If you proceed from Manikarnika Ghat towards the Kashi Vishwanath Temple, the old residential houses on the left side of the narrow alley abruptly disappear at one point and give way to a high corrugated metal sheet fence barring any view on the left, except for a few temple towers and pillared halls (mandapas) rising above the fence and overlooking the alley. Bundles of electric wires hang in knots on the walls of houses and above the street and somehow one has the strange impression of a huge construction site. Walking there I was overcome by an inexplicable uneasiness although nothing of construction could actually be seen.

And then you reach a landing point where you can enter the ground behind the metal fence and the sight of the area behind the fence suddenly opens up. It’s a heartbreaking moment. A huge tract of the city, one of its oldest parts, completely disappeared. The old houses, some of them dilapidated as they were, the small shops, winding alleys are all gone. Some 160 houses have been demolished, even the debris has already been removed for the most part. It is only the barren ground straight down to the Ganga river, opening up like a huge wound cut into the body of this age-old sacred city.

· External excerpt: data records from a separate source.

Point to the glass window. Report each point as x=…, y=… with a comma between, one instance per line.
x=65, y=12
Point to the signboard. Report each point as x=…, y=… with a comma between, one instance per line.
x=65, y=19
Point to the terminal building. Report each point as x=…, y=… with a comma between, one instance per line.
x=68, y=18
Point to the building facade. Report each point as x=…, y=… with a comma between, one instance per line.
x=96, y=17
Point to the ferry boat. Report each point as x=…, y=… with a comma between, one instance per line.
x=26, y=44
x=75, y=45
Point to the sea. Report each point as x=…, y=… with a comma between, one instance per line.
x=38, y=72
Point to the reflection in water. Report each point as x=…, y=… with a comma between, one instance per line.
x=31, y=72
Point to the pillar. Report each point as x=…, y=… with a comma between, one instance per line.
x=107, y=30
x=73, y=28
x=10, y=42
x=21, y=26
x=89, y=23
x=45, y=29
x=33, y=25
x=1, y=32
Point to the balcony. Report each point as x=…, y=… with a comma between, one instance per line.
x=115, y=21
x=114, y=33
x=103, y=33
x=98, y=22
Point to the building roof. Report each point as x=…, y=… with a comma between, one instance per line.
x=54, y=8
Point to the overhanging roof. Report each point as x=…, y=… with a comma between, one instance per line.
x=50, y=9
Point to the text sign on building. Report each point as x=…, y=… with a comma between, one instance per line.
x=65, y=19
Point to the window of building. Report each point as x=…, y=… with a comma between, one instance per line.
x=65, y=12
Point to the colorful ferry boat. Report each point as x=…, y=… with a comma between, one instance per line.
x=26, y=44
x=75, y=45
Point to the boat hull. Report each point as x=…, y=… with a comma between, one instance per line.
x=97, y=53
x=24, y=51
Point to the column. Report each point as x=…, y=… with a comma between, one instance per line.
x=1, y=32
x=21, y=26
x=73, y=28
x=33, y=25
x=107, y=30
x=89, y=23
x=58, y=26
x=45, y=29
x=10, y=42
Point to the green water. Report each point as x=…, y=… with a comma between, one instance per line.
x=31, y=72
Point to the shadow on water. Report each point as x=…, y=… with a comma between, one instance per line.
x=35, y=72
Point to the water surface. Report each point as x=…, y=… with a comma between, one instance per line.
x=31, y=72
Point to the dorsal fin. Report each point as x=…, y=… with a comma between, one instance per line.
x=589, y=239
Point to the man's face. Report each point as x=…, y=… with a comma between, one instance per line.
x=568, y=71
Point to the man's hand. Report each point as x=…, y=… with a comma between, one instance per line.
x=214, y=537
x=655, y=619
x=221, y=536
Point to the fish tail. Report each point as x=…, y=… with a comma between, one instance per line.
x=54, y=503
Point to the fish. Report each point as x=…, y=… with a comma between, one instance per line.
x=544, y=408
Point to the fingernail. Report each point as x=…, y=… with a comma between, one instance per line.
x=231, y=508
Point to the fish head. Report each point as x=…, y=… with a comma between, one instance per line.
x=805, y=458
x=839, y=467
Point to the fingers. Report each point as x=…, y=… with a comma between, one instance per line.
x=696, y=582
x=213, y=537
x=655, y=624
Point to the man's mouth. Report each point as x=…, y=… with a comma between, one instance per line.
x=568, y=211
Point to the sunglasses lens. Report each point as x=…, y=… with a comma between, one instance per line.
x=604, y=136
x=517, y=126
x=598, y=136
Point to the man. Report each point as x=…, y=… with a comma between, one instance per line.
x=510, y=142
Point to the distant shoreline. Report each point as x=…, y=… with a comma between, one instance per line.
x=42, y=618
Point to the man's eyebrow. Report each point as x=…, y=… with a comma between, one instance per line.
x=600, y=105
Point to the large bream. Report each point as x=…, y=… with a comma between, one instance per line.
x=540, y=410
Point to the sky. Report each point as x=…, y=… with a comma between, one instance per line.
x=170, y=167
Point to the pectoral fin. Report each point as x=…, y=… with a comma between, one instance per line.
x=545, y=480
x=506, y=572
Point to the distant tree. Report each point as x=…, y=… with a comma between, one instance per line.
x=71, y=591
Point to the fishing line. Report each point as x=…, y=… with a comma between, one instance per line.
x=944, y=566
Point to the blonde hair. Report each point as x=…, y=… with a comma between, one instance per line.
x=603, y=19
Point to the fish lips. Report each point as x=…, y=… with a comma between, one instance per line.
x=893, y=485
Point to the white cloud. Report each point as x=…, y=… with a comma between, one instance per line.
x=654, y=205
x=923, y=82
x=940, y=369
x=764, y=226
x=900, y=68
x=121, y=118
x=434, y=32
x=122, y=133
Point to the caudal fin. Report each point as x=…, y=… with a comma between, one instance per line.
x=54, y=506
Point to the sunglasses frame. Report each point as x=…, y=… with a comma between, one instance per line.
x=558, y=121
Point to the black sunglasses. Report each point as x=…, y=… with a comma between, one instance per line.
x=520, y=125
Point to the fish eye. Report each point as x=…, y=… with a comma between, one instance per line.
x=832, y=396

Demolished part of the old city (photo by the author, 2019)

Varanasi, the sacred city of Shiva, the center and symbol of Hindu culture had uninterruptedly developed from time immemorial until about one year ago. One of the most ancient and continuously inhabited cities in the world, Varanasi – or Kashi, as it is called in ancient scriptures -, built on the banks of the holy Ganga river where it takes a turn towards the north, the city has ever been a major pilgrimage centre attracting millions of pilgrims from every nook and corner of the Indian subcontinent. It is believed that taking a bath here in the river will wash away all sins and dying here will guarantee a straight way to heaven.

Manikarnika Ghat (photo by the author, 2019)

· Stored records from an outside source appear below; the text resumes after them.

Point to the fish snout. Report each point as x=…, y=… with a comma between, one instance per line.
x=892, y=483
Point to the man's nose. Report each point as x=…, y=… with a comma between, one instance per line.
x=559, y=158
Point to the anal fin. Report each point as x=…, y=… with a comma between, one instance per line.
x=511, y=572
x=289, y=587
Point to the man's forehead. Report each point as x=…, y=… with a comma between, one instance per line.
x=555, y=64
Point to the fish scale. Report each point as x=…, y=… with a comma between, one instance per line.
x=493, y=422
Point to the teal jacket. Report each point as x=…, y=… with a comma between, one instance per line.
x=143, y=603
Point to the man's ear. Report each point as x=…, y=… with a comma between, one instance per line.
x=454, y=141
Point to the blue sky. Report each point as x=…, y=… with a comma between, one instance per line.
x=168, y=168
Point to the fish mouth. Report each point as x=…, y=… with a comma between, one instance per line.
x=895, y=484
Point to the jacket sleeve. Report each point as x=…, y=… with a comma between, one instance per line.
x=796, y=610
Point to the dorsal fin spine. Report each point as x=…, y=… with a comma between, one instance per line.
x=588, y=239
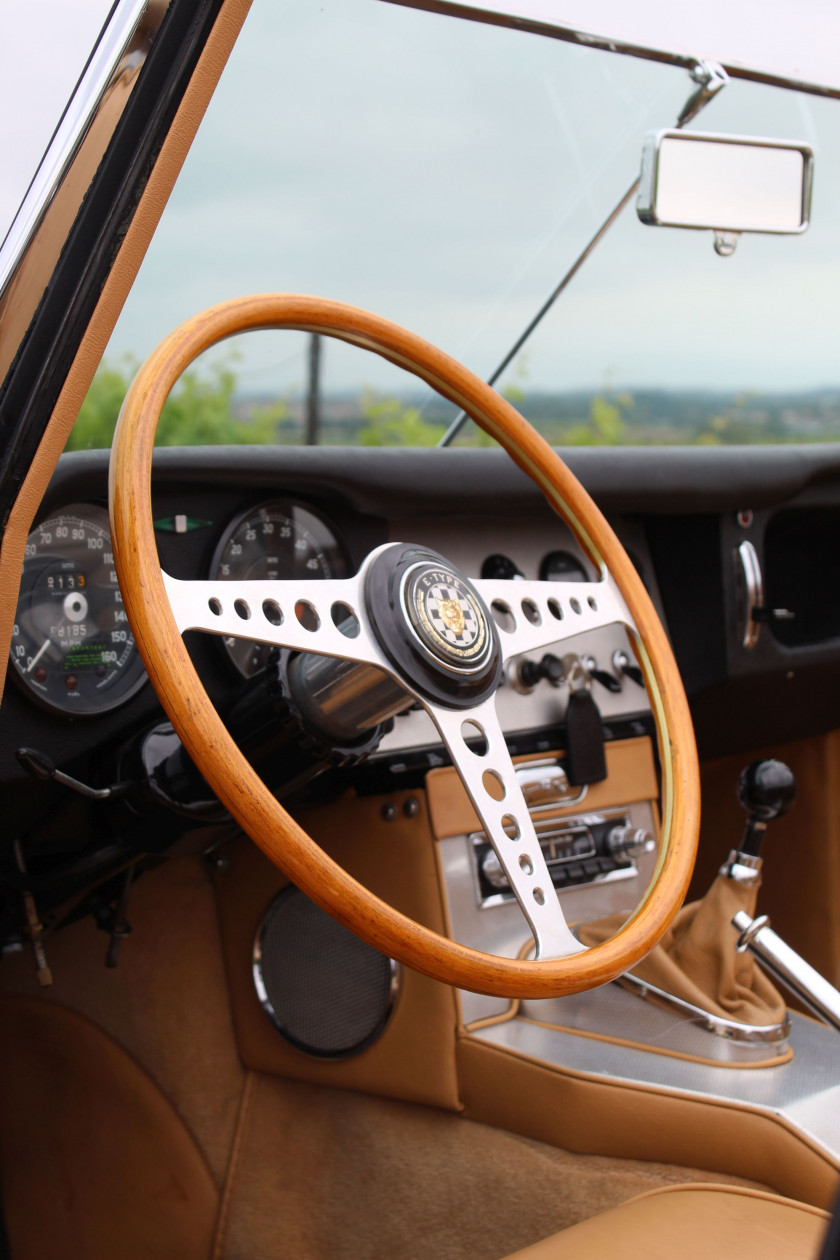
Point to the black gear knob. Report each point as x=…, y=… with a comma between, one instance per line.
x=766, y=789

Urban development started here around the eighth century BCE. The city grew as the urban tissue gradually spread over the woodlands separating the holy shrines and springs (tirthas) and holy groves and forests once scattered in the huge tracts of land where Varanasi is located today. The Islamic conquest in the medieval period caused much damage to the city but, as there was no battlefield in India during the first and second world wars, its cities escaped the devastating effect of modern warfare so fatal to many European cities. That is how Kashi (Banaras, Varanasi) survived immortal and eternal.

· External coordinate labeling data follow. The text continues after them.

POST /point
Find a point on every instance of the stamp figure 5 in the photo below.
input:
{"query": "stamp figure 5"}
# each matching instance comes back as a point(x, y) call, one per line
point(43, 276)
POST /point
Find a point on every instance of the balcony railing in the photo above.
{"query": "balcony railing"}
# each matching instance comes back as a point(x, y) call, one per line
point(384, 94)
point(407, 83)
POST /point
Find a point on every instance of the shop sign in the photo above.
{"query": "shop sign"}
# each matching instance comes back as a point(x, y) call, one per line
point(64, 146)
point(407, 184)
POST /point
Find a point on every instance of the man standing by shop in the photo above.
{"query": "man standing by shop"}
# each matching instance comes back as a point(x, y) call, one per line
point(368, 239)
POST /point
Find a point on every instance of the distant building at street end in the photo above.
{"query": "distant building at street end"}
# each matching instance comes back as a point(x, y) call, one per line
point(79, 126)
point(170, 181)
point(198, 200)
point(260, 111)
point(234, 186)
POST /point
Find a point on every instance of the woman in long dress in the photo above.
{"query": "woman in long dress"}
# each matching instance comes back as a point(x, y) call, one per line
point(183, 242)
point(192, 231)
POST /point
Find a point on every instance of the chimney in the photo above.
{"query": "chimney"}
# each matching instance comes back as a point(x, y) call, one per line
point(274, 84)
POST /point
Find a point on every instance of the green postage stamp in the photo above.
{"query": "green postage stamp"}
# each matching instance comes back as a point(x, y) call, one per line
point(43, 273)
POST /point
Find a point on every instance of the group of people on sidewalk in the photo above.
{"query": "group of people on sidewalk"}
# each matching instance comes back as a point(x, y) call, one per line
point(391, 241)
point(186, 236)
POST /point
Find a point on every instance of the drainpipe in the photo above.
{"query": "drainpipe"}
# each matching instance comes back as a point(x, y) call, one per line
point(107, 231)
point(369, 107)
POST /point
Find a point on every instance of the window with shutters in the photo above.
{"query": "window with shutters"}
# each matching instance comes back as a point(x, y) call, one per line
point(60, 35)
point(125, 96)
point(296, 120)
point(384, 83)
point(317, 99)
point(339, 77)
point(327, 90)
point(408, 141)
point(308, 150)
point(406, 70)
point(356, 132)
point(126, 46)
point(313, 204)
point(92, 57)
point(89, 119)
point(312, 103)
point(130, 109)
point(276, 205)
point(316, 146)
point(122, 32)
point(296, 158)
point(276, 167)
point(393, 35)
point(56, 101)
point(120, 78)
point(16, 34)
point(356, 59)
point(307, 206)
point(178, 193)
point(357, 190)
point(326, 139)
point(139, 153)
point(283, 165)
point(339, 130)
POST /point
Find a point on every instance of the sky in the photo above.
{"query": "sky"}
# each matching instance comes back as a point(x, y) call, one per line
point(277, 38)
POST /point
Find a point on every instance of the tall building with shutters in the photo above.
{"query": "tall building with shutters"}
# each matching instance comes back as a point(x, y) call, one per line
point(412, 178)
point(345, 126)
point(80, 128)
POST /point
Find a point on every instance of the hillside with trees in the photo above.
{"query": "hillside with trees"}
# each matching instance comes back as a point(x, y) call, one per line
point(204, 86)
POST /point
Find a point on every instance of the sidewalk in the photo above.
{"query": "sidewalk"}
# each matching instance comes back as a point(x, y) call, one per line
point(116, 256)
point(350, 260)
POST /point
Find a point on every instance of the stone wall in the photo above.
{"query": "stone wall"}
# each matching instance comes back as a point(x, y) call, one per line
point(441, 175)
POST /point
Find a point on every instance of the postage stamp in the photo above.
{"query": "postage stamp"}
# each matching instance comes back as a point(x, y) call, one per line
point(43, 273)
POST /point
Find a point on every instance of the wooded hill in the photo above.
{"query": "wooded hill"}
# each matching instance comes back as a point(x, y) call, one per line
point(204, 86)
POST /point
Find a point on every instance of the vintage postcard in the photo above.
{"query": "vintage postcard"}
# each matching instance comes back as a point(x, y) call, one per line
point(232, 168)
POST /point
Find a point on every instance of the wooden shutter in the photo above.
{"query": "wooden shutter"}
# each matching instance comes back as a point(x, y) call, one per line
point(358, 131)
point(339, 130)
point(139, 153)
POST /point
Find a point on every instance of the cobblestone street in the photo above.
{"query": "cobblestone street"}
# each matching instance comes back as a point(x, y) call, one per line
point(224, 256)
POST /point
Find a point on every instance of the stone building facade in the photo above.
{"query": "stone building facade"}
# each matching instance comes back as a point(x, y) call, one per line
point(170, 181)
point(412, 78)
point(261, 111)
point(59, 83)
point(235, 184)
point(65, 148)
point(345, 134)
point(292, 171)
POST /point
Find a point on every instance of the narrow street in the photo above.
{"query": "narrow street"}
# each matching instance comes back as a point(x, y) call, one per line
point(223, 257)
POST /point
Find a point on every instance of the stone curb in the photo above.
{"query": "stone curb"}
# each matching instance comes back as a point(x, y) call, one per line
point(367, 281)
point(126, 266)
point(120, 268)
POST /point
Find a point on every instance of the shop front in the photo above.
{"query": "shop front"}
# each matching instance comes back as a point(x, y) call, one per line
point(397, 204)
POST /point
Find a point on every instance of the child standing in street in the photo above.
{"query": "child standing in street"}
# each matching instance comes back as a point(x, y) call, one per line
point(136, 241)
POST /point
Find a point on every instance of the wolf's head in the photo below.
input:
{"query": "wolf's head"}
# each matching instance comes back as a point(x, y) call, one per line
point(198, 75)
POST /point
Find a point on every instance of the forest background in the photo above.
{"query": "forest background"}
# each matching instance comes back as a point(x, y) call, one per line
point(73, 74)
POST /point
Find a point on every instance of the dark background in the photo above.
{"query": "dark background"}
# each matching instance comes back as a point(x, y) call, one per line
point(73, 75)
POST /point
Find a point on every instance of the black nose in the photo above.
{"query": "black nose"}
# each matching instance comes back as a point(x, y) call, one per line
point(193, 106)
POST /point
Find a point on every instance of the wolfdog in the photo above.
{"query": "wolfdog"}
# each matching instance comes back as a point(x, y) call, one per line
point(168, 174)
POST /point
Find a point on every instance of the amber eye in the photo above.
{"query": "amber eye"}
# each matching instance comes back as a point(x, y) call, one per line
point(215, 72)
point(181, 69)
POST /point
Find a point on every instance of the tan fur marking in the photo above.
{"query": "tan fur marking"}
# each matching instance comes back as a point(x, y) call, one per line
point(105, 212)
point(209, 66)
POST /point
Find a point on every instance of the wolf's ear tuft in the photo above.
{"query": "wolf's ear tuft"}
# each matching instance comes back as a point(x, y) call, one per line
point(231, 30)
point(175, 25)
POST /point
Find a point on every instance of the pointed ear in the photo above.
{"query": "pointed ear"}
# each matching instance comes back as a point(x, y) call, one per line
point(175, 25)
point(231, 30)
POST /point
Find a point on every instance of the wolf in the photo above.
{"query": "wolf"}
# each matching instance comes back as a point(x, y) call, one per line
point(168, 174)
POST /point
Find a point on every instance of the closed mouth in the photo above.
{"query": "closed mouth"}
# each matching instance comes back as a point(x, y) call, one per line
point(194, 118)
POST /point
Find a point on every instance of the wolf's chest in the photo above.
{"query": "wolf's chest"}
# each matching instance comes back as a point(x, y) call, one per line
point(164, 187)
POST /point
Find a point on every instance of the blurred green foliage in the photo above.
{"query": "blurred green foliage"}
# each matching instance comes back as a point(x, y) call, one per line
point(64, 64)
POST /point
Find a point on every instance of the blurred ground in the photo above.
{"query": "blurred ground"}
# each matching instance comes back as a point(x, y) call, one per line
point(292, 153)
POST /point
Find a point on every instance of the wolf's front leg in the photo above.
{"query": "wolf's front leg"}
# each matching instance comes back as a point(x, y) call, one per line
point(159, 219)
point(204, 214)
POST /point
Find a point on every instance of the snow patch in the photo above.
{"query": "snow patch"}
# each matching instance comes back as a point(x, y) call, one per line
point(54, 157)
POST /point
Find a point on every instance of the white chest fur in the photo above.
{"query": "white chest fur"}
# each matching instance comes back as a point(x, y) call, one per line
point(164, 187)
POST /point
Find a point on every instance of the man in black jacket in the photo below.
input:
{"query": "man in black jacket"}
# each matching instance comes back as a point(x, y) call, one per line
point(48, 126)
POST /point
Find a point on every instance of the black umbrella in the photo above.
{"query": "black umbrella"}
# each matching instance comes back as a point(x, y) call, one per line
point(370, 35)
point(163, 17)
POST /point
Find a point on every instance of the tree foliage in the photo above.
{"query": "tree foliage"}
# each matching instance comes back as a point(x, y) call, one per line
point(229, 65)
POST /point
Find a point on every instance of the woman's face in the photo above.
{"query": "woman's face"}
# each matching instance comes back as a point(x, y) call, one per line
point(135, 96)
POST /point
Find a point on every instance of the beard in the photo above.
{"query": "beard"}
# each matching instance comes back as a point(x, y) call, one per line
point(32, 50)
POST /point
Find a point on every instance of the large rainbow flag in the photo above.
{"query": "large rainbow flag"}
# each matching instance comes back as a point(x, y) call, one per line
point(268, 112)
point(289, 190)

The story behind the demolishment of this par of the city is the Kashi Vishwanath Corridor project or, as it is more recently called, the Kashi Vishwanath Dam. It was the dream of Narendra Modi, prime minister of India who has his constituency here, to reopen the once free access from the river Ganges to the Kashi Vishwanath Temple. Among the many thousands of temples in the city, Kashi Vishwanath is the most sacred where Shiva is venerated as lord of the universe. Until recently it stood in a built-in area as a result of the encroachment of residential buildings on the temple. Crumbling basic infrastructure, the movement of millions of pilgrims in a year, law standards or complete lack of pilgrims facilities in the surroundings, lack of medical care are among the reasons that led to the ongoing ambitious demolition and construction project called the Kashi Vishwanath Dam.

So the arguments are there but the conclusion is less obvious. Is it really necessary to demolish one of the oldest parts of the city to tackle those pressing problems mentioned above? If yes, how does this project address those issues at a socially significant level? Shall we accept that there is no other way of improving basic infrastructure than pulling down the old city? Further, in our heritage approach at least, the restoration of some previous stage of development is strongly objected as it is always debatable what we should regard as “original”. And even if it could be decided with a relatively high degree of certainty, it would not justify demolishing what has since evolved. Due to the massive intervention in the urban tissue, the construction of new buildings and urban spaces, Varanasi may once and for all lose the chance of being nominated for the UNESCO heritage city title. Which, to my regret, does not seem to be the goal here.